1- Find Your Paperwork
First, get your legal paperwork squared away. (We’re assuming that you’ve already taken your Hunter Education course—if not, start here!) The next most important thing is to get your hunting license. You should be able to do it online, but if so, be sure you’re using your state wildlife agency’s website to do it! Here is a list of them. If you find the list confusing or you’re not sure which license is the one you really need, you can call your regional wildlife safety office (their phone number should be on the wildlife agency’s website) for advice. When in doubt, ASK!
2- Check Your Clothing
Hunting clothing is, in general, made to last and last. That doesn't make it immortal, especially if you tend to store it somewhere damp like a basement. Mother Nature may have taken a toll on your hunting togs in a number of ways, like moth and mold activity or changes in body weight. Make sure it still fits and is in good repair ... and then get it aired out as best you can. The idea is to get as much human scent out of it as possible. You can hang it outside on a clothing line, or wash it in a special scent-erasing detergent.
3- Check Your Hunting Area
Do you use a tree stand to hunt? If so, it's critical that you check it now to ensure that it'll hold you safely when hunting season arrives. (Click here for a fuller explanation of how to do that.) Even if you're more of a spot-and-stalk hunter, you'll still want to have a look around the area you intend to hunt. Look for natural hazards, like fallen trees, that may impede your progress in the dark. If you'll be hunting from a static position, check out your shooting lanes. Are there any branches in the way or other changes to the landscape? Now's a good time to give them a little manicure.

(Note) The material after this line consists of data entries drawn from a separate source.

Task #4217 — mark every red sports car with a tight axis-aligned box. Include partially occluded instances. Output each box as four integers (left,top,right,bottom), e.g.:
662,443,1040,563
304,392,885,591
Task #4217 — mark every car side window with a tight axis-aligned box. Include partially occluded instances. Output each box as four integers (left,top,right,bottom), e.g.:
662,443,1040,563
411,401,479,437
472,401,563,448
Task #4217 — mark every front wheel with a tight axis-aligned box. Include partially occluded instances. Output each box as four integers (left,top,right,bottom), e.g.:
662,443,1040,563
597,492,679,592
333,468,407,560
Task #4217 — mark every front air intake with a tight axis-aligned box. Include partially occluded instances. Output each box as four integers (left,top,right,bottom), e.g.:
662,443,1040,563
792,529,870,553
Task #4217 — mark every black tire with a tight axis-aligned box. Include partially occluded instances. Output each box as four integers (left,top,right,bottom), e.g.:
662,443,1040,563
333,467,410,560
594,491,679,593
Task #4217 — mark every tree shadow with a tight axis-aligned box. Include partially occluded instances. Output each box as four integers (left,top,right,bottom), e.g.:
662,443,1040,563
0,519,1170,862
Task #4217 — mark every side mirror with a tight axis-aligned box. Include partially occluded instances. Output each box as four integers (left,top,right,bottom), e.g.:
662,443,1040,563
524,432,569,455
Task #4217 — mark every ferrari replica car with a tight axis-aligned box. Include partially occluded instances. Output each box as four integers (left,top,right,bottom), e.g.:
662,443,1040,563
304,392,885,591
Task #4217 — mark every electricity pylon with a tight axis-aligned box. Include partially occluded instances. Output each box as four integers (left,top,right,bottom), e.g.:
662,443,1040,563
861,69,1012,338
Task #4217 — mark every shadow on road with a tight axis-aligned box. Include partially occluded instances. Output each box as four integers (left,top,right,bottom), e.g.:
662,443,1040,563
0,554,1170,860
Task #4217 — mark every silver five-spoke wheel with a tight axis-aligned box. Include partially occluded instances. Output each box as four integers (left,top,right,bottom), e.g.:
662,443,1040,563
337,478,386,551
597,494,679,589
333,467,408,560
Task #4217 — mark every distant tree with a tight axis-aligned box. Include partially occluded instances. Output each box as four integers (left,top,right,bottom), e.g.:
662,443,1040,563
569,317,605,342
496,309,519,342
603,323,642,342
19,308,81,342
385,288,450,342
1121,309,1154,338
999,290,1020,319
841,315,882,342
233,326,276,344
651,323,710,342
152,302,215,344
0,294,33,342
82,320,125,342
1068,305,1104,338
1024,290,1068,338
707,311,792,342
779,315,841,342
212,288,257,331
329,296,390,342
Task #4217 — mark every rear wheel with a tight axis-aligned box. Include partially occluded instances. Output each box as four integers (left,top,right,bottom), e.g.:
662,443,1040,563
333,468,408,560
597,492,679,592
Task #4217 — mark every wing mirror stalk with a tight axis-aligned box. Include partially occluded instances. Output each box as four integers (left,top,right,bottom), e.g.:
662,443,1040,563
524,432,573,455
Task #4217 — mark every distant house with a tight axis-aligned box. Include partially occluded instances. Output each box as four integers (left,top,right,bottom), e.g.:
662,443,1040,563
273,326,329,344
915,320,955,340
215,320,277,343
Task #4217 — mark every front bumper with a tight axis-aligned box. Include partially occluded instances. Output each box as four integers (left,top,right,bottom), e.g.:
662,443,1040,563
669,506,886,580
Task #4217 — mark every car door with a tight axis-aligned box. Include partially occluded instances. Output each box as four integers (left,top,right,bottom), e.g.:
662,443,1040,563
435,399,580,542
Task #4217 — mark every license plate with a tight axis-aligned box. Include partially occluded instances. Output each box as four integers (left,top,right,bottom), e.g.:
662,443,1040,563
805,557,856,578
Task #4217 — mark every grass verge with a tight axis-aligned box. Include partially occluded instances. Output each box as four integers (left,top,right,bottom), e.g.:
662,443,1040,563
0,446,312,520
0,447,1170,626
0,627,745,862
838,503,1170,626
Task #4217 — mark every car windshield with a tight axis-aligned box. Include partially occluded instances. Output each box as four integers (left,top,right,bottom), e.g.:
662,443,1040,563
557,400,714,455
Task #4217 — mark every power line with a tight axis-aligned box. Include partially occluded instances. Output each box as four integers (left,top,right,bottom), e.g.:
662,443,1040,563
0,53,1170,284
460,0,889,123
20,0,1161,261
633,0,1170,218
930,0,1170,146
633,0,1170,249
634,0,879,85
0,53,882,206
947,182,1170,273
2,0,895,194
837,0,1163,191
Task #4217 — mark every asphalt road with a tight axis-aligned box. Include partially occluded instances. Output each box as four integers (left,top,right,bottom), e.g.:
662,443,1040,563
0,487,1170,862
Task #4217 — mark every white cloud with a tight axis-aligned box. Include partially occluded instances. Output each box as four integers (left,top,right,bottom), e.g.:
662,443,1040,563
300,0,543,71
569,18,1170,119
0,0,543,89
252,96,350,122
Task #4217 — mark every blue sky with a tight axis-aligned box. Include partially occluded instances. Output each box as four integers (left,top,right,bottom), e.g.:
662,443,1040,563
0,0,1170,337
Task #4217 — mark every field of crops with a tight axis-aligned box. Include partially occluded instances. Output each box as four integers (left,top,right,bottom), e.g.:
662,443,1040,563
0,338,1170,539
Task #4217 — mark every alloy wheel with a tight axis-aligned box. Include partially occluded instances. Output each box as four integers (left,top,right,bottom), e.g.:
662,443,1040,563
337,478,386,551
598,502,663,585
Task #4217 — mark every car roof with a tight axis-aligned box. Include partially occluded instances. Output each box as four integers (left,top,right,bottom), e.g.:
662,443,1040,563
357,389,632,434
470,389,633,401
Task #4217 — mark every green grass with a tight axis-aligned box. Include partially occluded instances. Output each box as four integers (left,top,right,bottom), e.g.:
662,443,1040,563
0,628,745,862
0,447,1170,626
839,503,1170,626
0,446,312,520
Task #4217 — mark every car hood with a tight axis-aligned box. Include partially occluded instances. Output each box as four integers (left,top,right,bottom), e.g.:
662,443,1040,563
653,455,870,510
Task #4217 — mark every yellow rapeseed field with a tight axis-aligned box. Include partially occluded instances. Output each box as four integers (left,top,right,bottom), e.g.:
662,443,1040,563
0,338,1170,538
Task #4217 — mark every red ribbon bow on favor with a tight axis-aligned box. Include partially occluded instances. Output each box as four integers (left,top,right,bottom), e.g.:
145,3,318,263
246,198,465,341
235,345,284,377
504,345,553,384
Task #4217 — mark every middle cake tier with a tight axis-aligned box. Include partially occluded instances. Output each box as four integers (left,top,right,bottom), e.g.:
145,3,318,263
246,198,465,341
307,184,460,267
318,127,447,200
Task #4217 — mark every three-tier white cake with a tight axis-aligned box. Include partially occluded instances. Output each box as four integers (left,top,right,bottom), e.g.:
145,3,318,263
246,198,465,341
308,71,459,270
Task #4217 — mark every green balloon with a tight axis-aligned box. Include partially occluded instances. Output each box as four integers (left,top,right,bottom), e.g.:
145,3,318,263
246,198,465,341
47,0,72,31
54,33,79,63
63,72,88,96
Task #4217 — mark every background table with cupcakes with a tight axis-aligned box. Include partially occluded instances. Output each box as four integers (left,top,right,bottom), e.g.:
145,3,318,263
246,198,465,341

4- Practice With Your Rifle
All ethical hunters know that it's critical to zero your rifle, but many don't bother doing much practice ahead of the season. Range practice with the rifle, optic and the ammunition that you intend to use come hunting season may be expensive (yes, we know about the price of ammo these days), but it's highly recommended. Marksmanship is a perishable skill, so unless you've already put in some trigger time very recently, now is a great time to polish it up. And, of course, you'll zero again right before the season starts!
Murphy's Law says that "Whatever can go wrong, will go wrong, and at the worst possible time." We're a law-abiding bunch here at the NRA, but we'd like you to know that it's okay to break Murphy's Law this season, and every season.